WHILE hopes remain that violence in Afghanistan will one day come to an end, specifically if the government, the Afghan Taliban and other major stakeholders reach a peace agreement, civilians in that unfortunate country continue to pay a high price due to the lawlessness.
On Monday, a massacre occurred at Kabul University, in which at least 22 people lost their lives. The militant Islamic State group has claimed responsibility for the atrocity saying two of its fighters carried out the assault, apparently to target an Afghan government ceremony at the varsity.
Late last month, IS carried out a similar massacre, targeting an education centre in a Shia-majority area of Kabul. In that attack, at least 24 lives were snuffed out, many of them young students hoping to build a better future.
While these attacks rightfully attract revulsion, they are par for the course where IS’s deadly strategy and tactics are concerned. After all, they combine the terrorist group’s virulently sectarian outlook and its hatred of modernity, education and all interpretations of religion and politics other than its own.

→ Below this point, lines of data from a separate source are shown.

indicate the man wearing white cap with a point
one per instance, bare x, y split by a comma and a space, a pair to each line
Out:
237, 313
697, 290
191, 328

Moreover, the attacks illustrate the frailty of the Kabul government; the two recent assaults did not take place in some faraway, barely governed province. They took place in the Afghan capital, which is supposed to have a heavy security presence. This shows that unless a solid Afghan peace agreement is hammered out and put into practice, as soon as foreign forces leave the country IS and its ideological comrades may carry out even greater acts of violence.
Along with threatening Afghanistan’s security, a revitalised IS using ungoverned Afghan soil as a base will become a regional and international security nightmare. Pakistan has legitimate security concerns regarding this possible scenario, while as numerous IS-inspired attacks over the last few days in different parts of the world show, if militants find a stronghold in Afghanistan, the frequency and ferocity of these attacks may increase too.
A two-fold response is needed to control IS terrorism within Afghanistan. First and foremost is the need, as stated above, for all Afghan factions that believe in the political process to single-mindedly work for a peace plan agreeable to all. Though the level of violence between the Afghan Taliban and the government has been high over the past couple of weeks, both these players must realise that if IS is given space, it will not hesitate to eliminate all that stands in its way of recreating a ‘caliphate’. Secondly, some Afghan officials have blamed the Afghan Taliban and Pakistan for Monday’s attack. This is strange as IS has unambiguously claimed it was behind the assault. Instead of hurling unsubstantiated allegations, the Afghan government must work with regional states and the international community to eliminate the IS threat. Pointing fingers at others will not make the threat go away.